That said - what is the serial number of the tuner? Can you post some pictures for us?

Kent

Theres a smudgy spot that could be a 1. After that its D-334. And good to know on the power supply.. so it -might- be ok. I have to rewire the tuner as the external wiring is completely shot. Cut/chewed up etc. I can see if i can get some pics loaded up. Beware that power chassis looks ROUGH. I am actually suprised it is doing anything.. i fear the speaker coil is bad. The paper cone is in tact suprisingly. It does move free but from a light load from another source it doesnt appear to respond to anything. The OT checks out. Along with the audio Xformer within the power chassis. I will see that i can get power running to the tuner chassis at least to check voltages within the power supply.
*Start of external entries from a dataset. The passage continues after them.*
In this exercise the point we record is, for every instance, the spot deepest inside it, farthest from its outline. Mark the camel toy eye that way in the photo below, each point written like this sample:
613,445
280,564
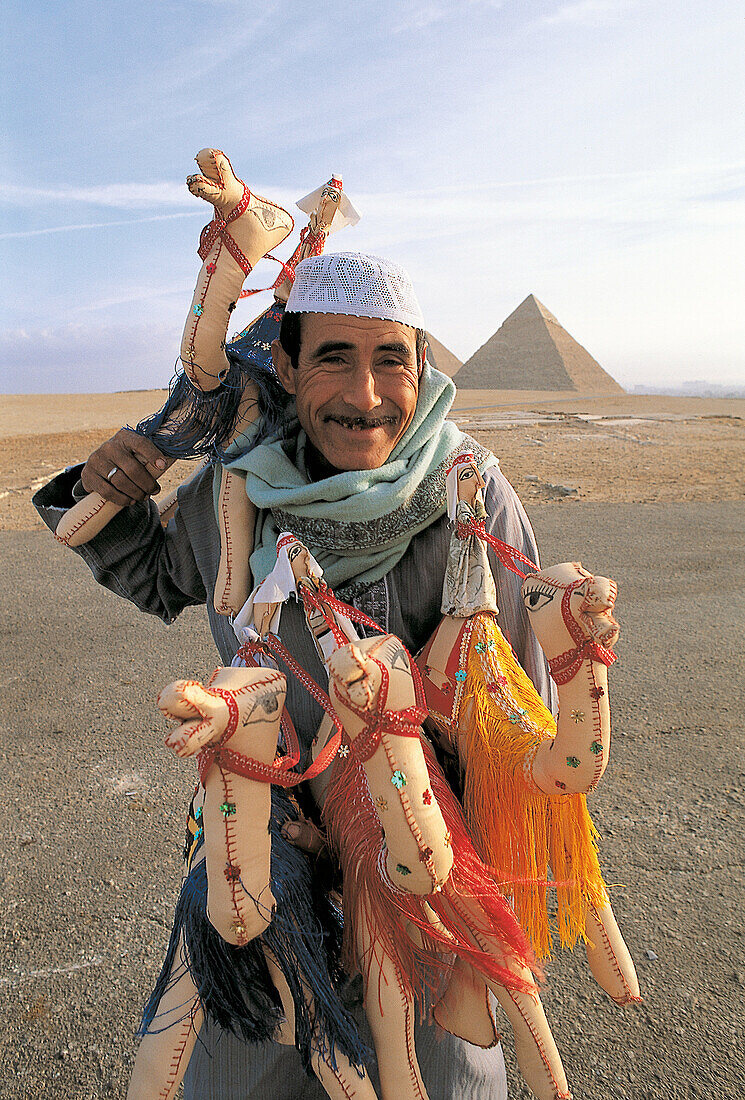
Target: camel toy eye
536,598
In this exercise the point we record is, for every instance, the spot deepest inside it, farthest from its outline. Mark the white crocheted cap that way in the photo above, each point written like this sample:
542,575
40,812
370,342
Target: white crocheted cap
354,285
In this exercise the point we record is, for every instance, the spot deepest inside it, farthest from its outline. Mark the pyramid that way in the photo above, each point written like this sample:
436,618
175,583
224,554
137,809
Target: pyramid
440,358
533,351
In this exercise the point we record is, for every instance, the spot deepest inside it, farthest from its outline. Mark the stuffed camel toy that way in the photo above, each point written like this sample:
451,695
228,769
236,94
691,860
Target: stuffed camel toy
225,387
511,751
415,892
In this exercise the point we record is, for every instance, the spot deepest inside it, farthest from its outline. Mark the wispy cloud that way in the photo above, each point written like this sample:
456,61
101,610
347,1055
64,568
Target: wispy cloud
94,224
587,13
417,15
126,196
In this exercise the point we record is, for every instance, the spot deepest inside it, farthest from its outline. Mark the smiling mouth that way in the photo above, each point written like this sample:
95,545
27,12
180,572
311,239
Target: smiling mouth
361,422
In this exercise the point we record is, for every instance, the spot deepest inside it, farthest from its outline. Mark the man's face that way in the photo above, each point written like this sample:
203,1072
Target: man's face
355,386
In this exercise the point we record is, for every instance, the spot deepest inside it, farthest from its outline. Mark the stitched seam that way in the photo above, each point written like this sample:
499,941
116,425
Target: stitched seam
408,813
166,1092
227,543
83,521
411,1049
539,1046
598,727
609,946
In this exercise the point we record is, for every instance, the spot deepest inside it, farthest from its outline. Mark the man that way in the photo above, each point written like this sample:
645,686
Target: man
358,474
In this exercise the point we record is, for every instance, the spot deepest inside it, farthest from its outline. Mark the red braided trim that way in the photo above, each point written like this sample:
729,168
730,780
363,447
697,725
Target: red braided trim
404,723
566,666
218,227
287,272
508,556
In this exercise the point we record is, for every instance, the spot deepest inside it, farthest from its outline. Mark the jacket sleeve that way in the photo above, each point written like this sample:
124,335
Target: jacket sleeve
506,520
133,556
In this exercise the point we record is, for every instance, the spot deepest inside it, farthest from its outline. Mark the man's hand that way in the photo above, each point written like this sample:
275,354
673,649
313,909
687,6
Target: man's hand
124,469
305,835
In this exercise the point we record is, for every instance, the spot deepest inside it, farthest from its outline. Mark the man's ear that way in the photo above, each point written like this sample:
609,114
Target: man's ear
283,365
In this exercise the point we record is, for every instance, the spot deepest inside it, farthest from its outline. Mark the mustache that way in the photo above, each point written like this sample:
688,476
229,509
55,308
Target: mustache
361,421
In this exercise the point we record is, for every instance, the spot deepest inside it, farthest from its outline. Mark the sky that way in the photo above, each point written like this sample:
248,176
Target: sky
590,152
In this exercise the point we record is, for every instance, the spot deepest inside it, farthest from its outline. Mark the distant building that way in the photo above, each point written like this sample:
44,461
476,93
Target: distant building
533,351
440,358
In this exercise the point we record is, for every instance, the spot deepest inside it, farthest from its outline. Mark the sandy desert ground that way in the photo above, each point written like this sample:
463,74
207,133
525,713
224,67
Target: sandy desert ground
648,491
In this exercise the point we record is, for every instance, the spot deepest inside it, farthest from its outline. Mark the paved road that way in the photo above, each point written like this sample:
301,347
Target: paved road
94,811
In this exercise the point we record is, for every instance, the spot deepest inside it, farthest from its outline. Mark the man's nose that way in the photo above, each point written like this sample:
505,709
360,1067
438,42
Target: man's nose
360,389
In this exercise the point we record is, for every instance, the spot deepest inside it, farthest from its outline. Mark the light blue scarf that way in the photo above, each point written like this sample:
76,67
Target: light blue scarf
358,524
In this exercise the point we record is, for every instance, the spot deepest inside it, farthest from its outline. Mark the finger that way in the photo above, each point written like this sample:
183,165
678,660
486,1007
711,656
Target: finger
207,158
129,463
190,736
94,483
173,704
211,706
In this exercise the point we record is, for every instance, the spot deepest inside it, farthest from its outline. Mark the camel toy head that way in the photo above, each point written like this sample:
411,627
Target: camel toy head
567,605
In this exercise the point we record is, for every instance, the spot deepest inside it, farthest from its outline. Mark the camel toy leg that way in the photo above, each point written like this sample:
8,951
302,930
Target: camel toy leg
609,957
165,1051
336,1073
535,1048
368,679
234,723
390,1009
245,227
240,708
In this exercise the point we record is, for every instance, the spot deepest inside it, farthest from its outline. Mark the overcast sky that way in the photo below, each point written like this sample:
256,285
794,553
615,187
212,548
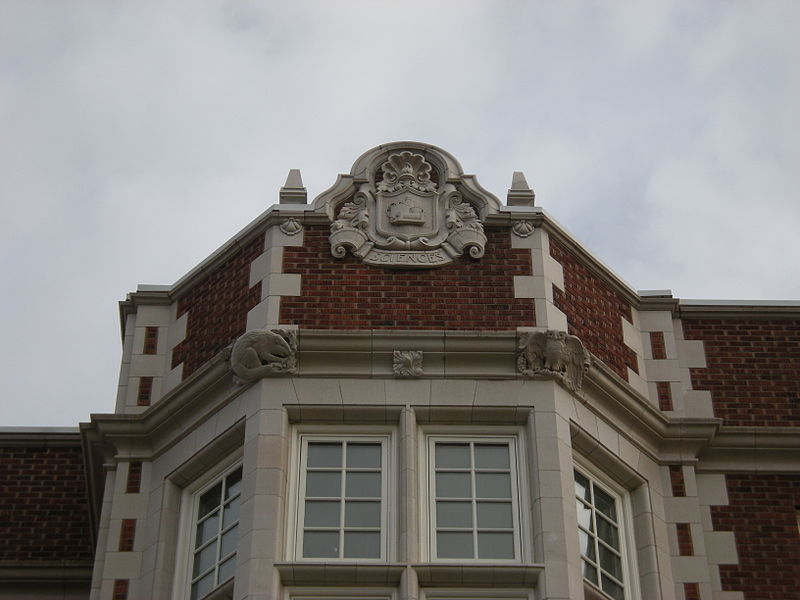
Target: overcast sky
137,137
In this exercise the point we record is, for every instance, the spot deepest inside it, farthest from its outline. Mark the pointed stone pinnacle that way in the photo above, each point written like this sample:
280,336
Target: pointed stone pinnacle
520,194
293,191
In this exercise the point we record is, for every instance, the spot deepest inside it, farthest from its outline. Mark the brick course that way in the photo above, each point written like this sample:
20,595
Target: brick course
763,516
593,312
466,294
44,514
218,308
753,369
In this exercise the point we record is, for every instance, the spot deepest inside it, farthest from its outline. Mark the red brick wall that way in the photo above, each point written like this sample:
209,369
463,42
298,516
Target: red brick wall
44,514
593,312
762,514
218,308
753,369
467,294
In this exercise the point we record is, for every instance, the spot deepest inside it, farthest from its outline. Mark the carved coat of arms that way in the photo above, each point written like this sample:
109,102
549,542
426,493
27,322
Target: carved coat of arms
406,220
Hopefully it stabilizes where it should be. Luckily the tuner chassis is clean on the inside. Probably the best looking area on the entire unit. I will let my 600v cap in for now. Just in case the voltage doesnt drop where it needs to be.

Thanks...D-334 is the entire serial number. I can't tell you a lot about the date on this set, no info in the D prefix. However, all the AW15 sets were built from March 1934 to about May/June 1935. Also, if you have not found it - the Scott Info Archive (link near the top of the page) has data on all Scott sets. Look in Set Folders, then in Allwave 15 and you can find all the info on your set. WARNING: AW15 sets vary widely - almost no two are the same. You will NOT find an exact schematic. But the general info on the sets is good. The AW15 is the worst for this variability - it was a transitional set from the AW Deluxe to the Allwave High-Fidelity. Many experiments...

Note also, the speaker has 2 field coils. One in the high voltage circuit, the other is in the bias circuit for the output tubes.

This configuration was used by several companies including Hammond organ, which used two 12inch Jensens with different values for the field coils. They also used the quad 2A3 output tubes.  I had one of these amps in a Hammond tone cabinet. Later versions used the same speakers, but with a quad 6V6 set of output tubes. I have one of these in service still.